山本さんは、メーカーで長年の間、商品開発の仕事をされていましたが、現在は定年退職され、趣味のミニチュア建築物づくりを楽しんでおられます。
ミニチュア建築物に目覚めたのは、今から約25年前のこと。当時、山本さんは労働組合との団交窓口を担当していましたが、会社敷地内中庭の松の木を会社が切ったことに組合員が猛抗議するという事件があったそうです。

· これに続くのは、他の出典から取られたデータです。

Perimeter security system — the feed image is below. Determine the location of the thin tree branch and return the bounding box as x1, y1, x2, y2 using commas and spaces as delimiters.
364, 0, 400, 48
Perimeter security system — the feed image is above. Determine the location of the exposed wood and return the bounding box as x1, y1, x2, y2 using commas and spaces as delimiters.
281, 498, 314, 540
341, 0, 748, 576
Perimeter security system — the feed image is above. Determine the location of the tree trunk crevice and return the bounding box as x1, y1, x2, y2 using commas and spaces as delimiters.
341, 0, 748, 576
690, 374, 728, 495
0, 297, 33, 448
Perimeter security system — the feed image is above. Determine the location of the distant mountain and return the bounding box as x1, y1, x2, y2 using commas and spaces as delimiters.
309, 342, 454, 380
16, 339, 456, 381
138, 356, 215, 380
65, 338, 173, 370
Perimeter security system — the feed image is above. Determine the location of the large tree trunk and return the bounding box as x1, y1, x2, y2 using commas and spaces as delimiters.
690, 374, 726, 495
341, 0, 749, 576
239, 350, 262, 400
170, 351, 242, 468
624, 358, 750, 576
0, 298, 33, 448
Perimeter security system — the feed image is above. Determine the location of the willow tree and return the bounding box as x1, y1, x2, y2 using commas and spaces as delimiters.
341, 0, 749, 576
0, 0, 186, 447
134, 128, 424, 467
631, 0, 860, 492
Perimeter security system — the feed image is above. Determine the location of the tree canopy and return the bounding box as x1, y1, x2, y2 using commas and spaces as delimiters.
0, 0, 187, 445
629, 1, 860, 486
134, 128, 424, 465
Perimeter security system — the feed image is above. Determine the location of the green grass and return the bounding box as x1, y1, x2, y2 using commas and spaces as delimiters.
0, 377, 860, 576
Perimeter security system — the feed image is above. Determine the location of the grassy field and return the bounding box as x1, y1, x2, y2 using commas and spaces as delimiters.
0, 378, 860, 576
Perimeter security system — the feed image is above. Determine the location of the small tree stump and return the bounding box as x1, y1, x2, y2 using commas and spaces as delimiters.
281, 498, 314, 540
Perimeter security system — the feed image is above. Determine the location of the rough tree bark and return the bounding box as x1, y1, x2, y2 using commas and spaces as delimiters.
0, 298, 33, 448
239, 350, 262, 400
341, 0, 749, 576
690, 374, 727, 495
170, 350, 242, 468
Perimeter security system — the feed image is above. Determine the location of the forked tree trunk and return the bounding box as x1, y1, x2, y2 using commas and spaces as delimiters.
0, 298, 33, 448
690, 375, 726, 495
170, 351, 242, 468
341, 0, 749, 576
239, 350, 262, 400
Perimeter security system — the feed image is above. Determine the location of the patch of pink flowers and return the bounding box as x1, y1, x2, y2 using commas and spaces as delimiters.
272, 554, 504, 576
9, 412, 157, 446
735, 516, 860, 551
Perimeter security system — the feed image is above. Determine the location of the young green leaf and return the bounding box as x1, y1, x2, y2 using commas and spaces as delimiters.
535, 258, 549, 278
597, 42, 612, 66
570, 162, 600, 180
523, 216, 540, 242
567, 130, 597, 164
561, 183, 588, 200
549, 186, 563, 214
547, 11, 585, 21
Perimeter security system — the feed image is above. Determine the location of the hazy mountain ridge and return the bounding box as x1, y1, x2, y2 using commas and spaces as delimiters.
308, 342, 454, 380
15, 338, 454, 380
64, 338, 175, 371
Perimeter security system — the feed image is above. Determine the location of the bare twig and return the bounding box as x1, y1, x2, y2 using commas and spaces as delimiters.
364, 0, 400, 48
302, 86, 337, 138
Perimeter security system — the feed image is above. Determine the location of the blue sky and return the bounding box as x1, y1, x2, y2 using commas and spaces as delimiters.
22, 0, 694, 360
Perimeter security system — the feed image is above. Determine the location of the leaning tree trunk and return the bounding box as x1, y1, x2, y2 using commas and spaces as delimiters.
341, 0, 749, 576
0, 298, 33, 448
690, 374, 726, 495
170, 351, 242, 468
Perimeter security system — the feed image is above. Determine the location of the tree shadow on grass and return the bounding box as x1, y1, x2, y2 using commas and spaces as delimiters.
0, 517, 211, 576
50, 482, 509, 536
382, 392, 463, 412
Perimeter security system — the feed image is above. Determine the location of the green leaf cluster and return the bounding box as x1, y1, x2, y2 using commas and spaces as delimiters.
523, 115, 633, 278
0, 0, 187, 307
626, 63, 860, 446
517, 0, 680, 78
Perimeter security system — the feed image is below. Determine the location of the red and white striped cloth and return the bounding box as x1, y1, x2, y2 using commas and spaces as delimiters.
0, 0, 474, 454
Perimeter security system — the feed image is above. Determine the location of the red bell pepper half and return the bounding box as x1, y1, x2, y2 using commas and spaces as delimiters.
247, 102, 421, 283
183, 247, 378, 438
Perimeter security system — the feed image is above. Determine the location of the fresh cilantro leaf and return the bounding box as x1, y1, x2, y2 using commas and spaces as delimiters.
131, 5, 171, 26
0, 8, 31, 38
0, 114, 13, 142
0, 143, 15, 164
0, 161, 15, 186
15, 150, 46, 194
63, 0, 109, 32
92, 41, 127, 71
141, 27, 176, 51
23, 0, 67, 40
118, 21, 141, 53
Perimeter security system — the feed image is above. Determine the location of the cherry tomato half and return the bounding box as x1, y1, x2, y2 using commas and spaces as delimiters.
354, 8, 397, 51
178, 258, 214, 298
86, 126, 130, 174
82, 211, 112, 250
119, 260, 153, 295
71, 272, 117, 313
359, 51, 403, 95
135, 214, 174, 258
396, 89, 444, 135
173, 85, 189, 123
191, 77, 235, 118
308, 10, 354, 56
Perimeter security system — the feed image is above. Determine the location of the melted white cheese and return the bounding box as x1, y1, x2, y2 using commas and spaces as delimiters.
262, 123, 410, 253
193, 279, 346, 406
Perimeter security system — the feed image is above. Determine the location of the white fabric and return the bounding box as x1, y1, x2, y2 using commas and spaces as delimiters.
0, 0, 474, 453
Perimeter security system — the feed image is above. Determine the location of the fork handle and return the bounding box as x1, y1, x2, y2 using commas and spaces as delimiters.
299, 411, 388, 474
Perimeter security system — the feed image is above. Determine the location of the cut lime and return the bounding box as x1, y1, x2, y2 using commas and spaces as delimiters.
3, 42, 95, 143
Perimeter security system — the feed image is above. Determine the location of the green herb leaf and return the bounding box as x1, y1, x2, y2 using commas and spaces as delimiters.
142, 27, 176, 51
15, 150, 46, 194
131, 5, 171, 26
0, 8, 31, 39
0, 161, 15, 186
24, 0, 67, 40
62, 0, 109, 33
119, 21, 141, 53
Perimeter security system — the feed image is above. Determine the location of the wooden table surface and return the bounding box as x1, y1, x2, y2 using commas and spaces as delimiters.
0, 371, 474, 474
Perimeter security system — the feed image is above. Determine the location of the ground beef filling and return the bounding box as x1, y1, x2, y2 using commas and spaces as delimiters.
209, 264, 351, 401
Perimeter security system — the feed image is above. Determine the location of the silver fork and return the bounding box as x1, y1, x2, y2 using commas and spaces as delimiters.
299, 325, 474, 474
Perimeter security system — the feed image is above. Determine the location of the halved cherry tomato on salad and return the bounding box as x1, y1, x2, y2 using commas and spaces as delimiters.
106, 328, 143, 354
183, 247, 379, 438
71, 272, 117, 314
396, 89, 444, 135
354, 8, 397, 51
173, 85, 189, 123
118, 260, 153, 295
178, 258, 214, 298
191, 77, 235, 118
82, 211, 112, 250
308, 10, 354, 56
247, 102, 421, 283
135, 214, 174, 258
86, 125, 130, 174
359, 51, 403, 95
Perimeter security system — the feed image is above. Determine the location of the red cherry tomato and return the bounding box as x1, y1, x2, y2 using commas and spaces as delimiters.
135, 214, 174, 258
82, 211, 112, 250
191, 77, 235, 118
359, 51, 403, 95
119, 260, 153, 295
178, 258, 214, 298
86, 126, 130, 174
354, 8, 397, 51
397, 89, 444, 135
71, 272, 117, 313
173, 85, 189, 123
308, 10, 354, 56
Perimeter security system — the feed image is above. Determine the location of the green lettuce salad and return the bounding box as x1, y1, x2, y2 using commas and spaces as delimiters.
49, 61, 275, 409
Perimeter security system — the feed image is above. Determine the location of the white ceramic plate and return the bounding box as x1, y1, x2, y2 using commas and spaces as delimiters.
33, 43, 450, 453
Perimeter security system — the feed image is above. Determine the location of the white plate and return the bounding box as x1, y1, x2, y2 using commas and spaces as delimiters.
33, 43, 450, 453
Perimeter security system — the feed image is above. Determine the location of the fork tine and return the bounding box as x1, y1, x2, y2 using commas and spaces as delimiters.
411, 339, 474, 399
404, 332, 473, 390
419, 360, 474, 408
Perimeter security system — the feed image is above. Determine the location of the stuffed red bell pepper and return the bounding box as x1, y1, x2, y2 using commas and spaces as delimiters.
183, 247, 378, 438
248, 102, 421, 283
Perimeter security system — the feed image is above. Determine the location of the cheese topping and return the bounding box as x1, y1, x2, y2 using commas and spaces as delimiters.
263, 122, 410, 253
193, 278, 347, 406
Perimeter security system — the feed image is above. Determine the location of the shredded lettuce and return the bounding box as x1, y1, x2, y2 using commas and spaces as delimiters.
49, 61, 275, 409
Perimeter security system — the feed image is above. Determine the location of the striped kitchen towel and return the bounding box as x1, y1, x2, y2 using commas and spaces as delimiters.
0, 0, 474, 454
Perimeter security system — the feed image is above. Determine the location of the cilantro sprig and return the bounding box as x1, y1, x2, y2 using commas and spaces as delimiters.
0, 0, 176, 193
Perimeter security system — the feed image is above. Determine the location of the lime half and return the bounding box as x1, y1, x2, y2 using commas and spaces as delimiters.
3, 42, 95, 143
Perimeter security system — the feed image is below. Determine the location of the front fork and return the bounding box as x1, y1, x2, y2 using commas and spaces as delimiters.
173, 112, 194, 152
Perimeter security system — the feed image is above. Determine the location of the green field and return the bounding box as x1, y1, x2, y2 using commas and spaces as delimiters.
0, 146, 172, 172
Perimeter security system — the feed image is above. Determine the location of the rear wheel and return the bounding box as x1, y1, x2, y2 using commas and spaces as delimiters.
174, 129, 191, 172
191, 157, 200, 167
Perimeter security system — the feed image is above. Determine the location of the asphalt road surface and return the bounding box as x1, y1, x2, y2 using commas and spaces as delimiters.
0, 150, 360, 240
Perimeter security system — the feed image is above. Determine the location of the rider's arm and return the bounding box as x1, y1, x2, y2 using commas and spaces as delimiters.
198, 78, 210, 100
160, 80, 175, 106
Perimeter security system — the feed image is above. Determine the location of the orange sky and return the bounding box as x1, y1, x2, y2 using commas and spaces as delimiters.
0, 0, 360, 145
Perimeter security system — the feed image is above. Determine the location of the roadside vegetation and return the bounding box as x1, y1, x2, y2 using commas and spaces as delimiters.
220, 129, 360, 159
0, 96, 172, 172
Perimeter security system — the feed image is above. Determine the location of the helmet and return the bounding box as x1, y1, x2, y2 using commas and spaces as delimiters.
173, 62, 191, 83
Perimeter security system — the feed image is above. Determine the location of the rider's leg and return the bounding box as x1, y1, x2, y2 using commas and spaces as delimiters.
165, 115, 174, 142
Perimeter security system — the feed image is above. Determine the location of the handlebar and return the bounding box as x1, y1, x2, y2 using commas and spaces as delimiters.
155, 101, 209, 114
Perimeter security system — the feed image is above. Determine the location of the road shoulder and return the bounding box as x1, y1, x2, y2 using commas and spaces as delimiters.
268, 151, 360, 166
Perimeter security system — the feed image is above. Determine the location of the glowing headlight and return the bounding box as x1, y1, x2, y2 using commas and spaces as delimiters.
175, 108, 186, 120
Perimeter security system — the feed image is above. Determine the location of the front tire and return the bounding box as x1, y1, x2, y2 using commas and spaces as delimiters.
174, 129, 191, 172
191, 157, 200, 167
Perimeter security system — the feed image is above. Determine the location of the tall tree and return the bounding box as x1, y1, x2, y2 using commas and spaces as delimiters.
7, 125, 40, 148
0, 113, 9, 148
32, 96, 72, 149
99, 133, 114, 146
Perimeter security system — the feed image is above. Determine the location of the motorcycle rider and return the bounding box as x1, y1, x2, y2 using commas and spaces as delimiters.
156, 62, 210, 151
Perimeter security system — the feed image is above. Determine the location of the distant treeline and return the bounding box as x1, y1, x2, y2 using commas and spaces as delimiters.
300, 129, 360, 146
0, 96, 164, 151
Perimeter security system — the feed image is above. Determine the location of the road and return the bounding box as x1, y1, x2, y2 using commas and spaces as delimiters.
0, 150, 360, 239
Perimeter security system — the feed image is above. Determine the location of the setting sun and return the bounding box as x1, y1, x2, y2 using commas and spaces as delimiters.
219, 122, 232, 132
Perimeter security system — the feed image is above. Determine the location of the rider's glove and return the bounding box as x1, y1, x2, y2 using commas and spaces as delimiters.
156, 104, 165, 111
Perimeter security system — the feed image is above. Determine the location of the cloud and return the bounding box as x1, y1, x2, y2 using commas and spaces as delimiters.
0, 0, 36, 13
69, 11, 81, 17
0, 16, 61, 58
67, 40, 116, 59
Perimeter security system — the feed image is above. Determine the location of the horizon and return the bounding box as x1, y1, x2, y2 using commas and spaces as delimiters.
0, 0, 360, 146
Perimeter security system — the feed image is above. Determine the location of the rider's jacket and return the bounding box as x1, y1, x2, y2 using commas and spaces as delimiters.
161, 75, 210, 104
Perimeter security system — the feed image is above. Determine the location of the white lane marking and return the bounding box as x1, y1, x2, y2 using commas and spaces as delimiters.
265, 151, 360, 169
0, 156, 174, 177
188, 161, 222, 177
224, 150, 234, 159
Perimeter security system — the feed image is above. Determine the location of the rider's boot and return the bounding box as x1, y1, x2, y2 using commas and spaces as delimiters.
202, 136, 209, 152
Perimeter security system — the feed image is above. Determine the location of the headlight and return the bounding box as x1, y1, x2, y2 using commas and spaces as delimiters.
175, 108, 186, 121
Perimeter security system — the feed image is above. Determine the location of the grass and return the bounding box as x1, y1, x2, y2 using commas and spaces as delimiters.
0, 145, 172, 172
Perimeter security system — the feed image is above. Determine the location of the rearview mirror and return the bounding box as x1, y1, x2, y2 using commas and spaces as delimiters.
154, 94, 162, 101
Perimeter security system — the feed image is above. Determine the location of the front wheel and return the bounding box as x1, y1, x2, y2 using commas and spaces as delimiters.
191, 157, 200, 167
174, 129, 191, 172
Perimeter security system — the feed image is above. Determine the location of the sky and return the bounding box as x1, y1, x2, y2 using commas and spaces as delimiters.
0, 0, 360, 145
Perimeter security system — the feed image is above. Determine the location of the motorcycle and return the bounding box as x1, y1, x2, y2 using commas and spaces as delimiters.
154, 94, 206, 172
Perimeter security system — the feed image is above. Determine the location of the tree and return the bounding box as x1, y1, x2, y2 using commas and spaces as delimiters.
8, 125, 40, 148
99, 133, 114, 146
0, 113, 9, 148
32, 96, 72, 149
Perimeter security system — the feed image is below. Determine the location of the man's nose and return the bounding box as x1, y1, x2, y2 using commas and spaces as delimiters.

「建物拡張の工事のためだったのですが、会社は施設が充実して働きやすい環境になるのだから、木ぐらい、どうってことないだろうと考えたのですが、そうじゃなかった。『あの松の木が休み時間に憩いと安らぎを与えてくれていたのに、それを切るとは何事か!』というわけです」(山本さん)
この事件をきっかけに、「木は生き物で、人間にとって心の安らぎを与えてくれるものだ」と気づいた山本さん。木を材料に、何か作ってみようかと思われたそうです。.
「そういえば、自分の父親は船大工の棟梁だったなと。自分にも木工細工ができるんじゃないかと思ったんです」(山本さん)
商品開発という仕事がら、図面を引くのはお手のもの。寺社やお城を観て「これを作りたい!」という想いが高じたら、再びそこを訪れ、何百枚と写真を撮って、それをもとに設計図を起こし、マッチ棒や割りばし、段ボール、焼き鳥の串…といった身近な材料で、そのミニチュアを作るようになったのだそうです。
山本さんは、現実を忠実に再現することに徹底的にこだわります。本物の設計図さながらに詳細な図面を引き、外観だけでなく中まで忠実に再現していきます。
「図面を引くのに3カ月。材料を集めるのに1、2カ月。一つを完成させるまでに、1年から1年半くらいはかかりますね」と山本さん。これだけの力作だけに、腰を据えて取り組むようになったのは、定年退職後。もともと応接間だった部屋を作業場にして、朝から夜遅くまで、黙々とミニチュア作りに励んでおられるそうです。
「家内には、『いい加減にしなさい』とよく怒られています」(笑)。
ところが、これだけの労作なのに、惜しげもなく人に謹呈してしまうのだとか。
「いくつも取っておいても、いずれは倅たちに捨てられてしまうんだろうし。ミニチュアを作るとき、住職さんなどに『どうなっているか、見せて下さい』とお願いするんです。すると、親切に中を案内していただける。それがありがたい。そのご厚意に感謝して、出来上がったものを差し上げるんですが、さらに喜んでいただけるんですな。それがうれしい。私は、『ここはどういう風に再現しようか』などと想像・発想しながら作っていくのが楽しい。そうして出来上がったものが、人様を喜ばせることができる。そこでまた、『今度は何を作ろうか』と創作意欲が湧いてくるんです」と、山本さん。一分の隙もない精巧さに、観る人は心を打たれます。
山本さん、これからも元気に、感動を与える作品を作り続けて下さい。